For those legacy TV-media companies that have both linear, live TV networks and premium streaming services, there are indications that sports continues to rise to the occasion.
There is noticeable resilience when it comes to NFL games -- still on par or higher in terms of viewership versus a year ago, at least on legacy TV/streaming platforms.
Two recent events showed strong results for non-NFL programming: College football and soccer (otherwise known as European football).
On Saturday, Fox aired its most-watched college football game ever -- the Michigan-Ohio State game, the third- and second-ranked U.S. college football teams -- which earned 17 million Nielsen-measured viewers -- the most by any network since 2011.
A day earlier, Fox and Telemundo aired the USA/England World Cup match, drawing a collective 19.9 million viewers -- the highest results ever for a U.S. broadcast of a men's soccer game.
Other sports may offer somewhat lackluster results. But as TV networks know, this is not all bad news.
That's because big brand sports-minded marketers -- like automotive, communications and insurance companies -- don't bat an eyelash when it comes to paying premium pricing for live sports TV programming.
Now, the pressure on all media companies will be even greater -- especially to offer up highly viewed content for growing streaming platforms.

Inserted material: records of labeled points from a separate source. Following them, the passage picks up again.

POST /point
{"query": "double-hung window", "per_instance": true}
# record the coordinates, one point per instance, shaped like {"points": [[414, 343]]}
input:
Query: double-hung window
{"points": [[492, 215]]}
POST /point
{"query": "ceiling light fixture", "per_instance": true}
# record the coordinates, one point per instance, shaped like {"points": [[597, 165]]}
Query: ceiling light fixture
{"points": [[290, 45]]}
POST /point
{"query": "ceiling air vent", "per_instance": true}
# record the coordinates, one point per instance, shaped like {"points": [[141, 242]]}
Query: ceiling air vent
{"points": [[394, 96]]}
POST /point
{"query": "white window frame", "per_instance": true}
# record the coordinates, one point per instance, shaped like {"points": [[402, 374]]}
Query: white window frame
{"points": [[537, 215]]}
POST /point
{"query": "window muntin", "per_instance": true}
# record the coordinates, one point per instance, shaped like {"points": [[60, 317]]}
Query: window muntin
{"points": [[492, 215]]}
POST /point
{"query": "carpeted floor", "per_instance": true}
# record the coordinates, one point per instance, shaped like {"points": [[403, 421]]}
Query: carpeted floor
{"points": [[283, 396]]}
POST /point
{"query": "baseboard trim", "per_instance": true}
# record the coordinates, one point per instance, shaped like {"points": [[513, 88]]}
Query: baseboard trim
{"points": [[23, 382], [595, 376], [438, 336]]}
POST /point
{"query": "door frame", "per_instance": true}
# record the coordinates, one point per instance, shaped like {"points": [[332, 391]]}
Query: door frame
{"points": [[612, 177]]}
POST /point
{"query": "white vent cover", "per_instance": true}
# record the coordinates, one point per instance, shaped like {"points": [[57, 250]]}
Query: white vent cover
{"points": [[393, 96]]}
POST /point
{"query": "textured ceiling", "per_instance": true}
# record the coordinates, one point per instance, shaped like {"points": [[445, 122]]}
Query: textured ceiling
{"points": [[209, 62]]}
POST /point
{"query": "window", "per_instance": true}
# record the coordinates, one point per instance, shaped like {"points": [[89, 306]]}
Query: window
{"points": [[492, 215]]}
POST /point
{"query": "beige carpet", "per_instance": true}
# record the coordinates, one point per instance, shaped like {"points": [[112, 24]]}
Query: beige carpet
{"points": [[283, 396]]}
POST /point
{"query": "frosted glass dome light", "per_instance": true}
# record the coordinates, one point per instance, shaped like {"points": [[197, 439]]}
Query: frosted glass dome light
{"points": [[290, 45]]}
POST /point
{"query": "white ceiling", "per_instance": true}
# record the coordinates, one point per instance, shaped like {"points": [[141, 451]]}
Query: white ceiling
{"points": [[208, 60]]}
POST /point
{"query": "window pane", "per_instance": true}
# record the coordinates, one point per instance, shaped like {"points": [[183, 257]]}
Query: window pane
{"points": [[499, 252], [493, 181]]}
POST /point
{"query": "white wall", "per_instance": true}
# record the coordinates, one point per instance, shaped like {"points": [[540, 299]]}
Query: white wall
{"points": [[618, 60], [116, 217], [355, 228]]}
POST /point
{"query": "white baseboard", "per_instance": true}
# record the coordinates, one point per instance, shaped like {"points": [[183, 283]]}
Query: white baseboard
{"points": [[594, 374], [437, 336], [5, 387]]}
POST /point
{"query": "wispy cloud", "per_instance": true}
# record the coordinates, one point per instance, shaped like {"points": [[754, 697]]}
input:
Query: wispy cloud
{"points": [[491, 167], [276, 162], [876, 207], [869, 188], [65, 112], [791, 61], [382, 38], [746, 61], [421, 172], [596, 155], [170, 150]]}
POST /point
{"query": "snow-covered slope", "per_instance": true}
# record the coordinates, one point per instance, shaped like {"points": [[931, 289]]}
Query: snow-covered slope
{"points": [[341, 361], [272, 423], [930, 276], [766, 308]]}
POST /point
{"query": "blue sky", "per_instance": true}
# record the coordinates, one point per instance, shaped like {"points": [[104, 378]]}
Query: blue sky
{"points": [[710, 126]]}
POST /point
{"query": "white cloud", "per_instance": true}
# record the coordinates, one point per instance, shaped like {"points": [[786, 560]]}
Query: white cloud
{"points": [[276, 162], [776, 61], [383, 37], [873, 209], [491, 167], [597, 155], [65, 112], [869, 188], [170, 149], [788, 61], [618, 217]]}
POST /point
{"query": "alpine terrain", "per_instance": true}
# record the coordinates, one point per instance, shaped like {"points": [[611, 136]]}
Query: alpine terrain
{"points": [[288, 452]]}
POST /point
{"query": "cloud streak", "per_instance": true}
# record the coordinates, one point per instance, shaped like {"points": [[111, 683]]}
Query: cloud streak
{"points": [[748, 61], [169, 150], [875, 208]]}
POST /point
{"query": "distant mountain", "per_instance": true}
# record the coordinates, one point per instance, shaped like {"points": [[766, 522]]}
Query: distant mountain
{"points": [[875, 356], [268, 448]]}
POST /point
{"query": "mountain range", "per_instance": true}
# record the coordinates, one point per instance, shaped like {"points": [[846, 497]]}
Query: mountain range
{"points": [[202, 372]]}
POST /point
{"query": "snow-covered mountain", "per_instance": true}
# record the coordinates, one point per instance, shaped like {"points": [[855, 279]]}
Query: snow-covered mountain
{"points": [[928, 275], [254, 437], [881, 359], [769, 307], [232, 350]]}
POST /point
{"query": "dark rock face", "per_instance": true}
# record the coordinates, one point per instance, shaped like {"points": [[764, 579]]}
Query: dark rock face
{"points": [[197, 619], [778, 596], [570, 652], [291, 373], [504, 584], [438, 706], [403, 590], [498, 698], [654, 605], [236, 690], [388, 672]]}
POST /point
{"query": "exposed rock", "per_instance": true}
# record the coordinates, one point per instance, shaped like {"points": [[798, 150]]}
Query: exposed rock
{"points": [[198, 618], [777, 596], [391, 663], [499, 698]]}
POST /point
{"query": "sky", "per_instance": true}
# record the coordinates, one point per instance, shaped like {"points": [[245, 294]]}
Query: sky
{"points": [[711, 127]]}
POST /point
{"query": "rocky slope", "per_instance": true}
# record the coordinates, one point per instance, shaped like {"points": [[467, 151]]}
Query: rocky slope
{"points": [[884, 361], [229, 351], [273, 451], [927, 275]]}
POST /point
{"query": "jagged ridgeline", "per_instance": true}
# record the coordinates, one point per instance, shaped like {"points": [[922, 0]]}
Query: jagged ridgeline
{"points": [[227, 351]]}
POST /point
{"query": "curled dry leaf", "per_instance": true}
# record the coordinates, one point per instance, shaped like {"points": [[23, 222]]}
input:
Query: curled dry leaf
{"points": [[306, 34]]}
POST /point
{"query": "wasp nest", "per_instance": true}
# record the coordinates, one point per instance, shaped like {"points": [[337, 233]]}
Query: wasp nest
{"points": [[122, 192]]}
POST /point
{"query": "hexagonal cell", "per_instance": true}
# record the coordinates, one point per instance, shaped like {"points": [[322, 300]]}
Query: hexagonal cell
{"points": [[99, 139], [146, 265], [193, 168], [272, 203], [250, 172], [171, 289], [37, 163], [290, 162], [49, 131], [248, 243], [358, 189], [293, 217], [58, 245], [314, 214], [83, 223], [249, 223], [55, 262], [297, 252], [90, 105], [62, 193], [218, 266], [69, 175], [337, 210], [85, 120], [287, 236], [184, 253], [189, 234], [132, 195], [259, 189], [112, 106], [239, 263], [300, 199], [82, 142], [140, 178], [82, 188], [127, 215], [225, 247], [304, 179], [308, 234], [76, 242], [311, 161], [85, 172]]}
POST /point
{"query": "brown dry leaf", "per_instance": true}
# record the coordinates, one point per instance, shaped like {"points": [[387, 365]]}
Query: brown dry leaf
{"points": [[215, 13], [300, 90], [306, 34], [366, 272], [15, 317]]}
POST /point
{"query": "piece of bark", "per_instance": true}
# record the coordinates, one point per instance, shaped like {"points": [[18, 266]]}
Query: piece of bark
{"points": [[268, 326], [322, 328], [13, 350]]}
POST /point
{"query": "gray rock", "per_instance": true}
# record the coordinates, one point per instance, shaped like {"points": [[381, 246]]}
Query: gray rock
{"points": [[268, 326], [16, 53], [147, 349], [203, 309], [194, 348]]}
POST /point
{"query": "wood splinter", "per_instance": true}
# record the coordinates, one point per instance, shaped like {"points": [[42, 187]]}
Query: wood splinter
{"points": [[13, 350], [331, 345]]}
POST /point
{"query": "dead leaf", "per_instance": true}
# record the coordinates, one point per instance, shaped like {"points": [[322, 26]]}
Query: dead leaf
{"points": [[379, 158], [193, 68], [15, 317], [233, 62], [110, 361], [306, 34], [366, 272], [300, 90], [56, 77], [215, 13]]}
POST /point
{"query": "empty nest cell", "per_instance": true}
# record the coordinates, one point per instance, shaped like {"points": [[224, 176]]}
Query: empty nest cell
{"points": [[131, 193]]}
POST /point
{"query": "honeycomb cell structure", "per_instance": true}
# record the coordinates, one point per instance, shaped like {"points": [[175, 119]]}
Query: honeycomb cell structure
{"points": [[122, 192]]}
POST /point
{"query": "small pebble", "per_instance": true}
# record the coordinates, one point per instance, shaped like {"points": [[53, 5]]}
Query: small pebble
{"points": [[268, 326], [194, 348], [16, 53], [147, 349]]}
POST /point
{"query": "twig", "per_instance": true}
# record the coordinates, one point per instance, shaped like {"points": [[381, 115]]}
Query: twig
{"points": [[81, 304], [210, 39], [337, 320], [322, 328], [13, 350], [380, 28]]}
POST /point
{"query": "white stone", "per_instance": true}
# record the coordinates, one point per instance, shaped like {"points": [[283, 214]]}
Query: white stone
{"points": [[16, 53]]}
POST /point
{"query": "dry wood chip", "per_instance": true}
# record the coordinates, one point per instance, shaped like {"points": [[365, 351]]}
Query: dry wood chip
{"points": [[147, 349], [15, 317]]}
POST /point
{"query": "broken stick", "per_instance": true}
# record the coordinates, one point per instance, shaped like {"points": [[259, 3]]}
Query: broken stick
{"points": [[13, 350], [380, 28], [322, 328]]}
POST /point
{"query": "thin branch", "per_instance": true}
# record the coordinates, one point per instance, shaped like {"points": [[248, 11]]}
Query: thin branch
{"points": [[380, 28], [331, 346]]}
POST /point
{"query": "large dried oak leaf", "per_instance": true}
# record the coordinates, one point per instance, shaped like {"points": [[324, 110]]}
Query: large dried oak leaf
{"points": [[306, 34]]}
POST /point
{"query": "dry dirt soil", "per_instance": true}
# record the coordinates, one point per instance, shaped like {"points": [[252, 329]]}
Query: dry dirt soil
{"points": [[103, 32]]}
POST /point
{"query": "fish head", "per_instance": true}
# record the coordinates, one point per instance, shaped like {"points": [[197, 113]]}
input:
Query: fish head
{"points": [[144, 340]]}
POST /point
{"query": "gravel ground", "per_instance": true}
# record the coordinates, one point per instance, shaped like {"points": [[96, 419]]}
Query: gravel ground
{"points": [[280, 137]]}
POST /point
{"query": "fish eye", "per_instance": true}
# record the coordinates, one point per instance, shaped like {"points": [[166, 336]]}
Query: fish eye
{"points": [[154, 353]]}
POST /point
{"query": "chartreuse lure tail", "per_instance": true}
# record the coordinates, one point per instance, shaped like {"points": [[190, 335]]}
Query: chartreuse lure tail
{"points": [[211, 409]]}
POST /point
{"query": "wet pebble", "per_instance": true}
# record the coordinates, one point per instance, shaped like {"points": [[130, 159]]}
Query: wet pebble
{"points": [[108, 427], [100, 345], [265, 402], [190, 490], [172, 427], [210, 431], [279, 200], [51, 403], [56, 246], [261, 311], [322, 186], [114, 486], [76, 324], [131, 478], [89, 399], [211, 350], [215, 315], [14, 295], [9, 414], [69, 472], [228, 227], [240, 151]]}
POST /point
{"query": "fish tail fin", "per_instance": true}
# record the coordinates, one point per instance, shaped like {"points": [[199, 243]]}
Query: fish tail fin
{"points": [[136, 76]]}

And the next round of big-time deals will be more like what is going on with NFL's NFL Sunday Ticket -- the out-of-market package of games could go for $5 billion a year or more. Currently, outgoing provider DirecTV pays around $1.5 billion.
But here is the difference: Almost all those bidding for the package will be newer digital media companies -- including Apple, Amazon, and Google.
The bottom line: NFL Sunday Ticket will virtually be exclusive to the premium streamer world.
All that would keep the pressure on ever-higher sports rights pricing for the next NFL contract -- surely eight to 10 years from now when the traditional live, linear TV networks come up again.